The discovery was made by NY Mag, which saw that one user’s downloaded Facebook data was filled with discarded takes of them attempting to play the flute. After several attempts (which they believed were all discarded), they eventually recorded a video that was then posted to a friend’s wall.
However, all of the rejected attempts were later discovered in the downloaded Facebook data.
Like much of the other data that users are discovering Facebook has on them, the social network has your permission to hold these videos, since its terms and conditions says it can collect the content you create on the platform. If you use Facebook’s camera app to film a video, you technically created it using Facebook, and therefore at some point agreed that the social network could hold onto it.
Related: Facebook Privacy Settings
Like most of what’s being discovered about our Facebook data in the wake of the Cambridge Analytica scandal, the issue is not that the company doesn’t have permission to access it, but that people were unaware this permission was being given in the first place.

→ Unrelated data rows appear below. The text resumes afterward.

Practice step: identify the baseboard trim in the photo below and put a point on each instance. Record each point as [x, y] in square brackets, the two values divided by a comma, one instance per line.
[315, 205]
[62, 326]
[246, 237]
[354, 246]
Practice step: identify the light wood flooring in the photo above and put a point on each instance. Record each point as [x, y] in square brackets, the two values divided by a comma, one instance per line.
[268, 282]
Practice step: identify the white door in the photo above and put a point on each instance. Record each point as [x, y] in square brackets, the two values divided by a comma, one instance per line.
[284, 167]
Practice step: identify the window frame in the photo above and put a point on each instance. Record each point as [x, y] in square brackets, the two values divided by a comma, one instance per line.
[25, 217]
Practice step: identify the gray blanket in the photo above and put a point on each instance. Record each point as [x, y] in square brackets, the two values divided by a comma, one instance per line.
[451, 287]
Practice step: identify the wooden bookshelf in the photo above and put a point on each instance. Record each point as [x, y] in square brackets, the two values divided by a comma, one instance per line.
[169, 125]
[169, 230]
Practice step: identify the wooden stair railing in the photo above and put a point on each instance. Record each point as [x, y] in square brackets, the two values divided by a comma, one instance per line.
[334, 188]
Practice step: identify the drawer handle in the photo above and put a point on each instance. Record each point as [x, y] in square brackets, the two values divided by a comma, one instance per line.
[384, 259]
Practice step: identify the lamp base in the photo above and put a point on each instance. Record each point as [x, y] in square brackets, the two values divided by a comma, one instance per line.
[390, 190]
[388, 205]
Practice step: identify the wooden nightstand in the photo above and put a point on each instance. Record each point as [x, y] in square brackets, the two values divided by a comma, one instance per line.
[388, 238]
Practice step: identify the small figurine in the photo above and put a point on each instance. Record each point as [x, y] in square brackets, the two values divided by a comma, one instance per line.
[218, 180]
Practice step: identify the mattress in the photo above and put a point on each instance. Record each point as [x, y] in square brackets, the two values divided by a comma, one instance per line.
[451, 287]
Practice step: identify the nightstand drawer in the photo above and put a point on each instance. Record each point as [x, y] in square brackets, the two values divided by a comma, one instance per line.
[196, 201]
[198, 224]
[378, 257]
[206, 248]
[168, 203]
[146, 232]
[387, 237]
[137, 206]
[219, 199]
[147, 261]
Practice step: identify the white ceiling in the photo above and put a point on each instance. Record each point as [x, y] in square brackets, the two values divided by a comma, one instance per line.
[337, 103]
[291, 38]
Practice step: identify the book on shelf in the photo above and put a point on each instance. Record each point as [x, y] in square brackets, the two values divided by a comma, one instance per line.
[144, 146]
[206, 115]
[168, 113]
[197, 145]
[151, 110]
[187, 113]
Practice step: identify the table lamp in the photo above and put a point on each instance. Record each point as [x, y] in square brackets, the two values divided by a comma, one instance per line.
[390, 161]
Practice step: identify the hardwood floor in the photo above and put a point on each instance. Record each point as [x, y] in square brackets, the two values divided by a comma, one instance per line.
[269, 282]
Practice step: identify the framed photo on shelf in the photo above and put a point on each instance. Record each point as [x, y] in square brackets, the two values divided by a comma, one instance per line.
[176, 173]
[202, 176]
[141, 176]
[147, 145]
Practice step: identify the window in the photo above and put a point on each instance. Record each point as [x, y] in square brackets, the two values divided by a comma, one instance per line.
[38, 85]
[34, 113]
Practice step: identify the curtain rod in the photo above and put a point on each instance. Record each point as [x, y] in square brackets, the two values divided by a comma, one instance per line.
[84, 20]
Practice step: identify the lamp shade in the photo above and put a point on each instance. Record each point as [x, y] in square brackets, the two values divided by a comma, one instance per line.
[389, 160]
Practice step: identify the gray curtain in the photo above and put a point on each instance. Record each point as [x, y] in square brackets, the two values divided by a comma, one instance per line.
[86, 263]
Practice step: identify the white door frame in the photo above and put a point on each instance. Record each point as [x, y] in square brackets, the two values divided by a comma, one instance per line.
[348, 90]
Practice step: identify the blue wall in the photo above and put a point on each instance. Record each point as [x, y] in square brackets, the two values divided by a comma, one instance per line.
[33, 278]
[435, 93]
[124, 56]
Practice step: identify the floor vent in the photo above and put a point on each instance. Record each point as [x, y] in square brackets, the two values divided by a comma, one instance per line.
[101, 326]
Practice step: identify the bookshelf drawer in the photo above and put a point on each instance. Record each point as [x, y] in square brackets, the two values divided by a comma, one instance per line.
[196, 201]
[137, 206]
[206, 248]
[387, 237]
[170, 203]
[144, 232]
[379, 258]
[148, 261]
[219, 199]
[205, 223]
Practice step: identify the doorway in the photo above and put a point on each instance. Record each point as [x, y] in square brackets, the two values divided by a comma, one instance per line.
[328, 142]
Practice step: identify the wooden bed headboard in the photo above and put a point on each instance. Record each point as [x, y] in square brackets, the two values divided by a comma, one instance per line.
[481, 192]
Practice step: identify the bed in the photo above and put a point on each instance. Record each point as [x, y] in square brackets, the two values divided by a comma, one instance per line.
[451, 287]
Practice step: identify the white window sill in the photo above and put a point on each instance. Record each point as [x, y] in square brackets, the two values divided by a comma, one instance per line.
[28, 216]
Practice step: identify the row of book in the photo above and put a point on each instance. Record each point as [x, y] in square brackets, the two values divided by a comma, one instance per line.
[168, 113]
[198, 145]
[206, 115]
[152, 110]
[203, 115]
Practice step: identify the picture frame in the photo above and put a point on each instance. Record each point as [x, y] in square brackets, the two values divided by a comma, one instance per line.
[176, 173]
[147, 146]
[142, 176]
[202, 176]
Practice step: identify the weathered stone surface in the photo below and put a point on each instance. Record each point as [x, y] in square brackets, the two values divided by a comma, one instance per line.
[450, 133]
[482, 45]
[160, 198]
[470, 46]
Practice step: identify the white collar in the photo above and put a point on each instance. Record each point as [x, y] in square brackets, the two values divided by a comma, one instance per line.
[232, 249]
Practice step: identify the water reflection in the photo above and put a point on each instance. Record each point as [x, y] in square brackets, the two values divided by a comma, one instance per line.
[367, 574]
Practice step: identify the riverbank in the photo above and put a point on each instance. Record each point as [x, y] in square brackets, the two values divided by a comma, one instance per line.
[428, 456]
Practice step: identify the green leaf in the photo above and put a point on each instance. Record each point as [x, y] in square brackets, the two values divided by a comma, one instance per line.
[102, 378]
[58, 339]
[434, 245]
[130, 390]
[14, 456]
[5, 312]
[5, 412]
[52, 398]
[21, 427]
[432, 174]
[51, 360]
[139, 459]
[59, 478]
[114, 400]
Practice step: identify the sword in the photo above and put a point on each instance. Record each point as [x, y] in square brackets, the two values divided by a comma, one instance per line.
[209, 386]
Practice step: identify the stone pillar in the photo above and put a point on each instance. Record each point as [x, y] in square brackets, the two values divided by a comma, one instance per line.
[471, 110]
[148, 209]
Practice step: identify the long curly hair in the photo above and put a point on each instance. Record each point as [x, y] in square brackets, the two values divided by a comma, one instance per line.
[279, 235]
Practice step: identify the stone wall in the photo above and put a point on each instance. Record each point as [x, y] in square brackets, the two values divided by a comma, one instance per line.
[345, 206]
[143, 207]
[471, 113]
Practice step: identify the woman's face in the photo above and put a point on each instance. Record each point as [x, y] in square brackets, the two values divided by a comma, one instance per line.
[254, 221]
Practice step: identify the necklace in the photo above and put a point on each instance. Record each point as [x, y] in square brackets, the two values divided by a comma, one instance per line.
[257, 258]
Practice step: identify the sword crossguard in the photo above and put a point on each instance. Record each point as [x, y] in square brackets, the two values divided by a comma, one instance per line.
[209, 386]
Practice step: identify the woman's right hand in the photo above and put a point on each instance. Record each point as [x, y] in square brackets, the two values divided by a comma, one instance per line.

A typical example is the fact that Facebook was at one point able to scrape call and text metadata on Android phones. People gave the company the go-ahead to do so, but many of them weren’t fully aware of what they were agreeing to.
In the wake of the scandal, Facebook has announced that it’s making sweeping changes to its privacy settings, but with the company’s share price in freefall and investigations ongoing in the UK and US, it’s not yet clear if its reputation can recover.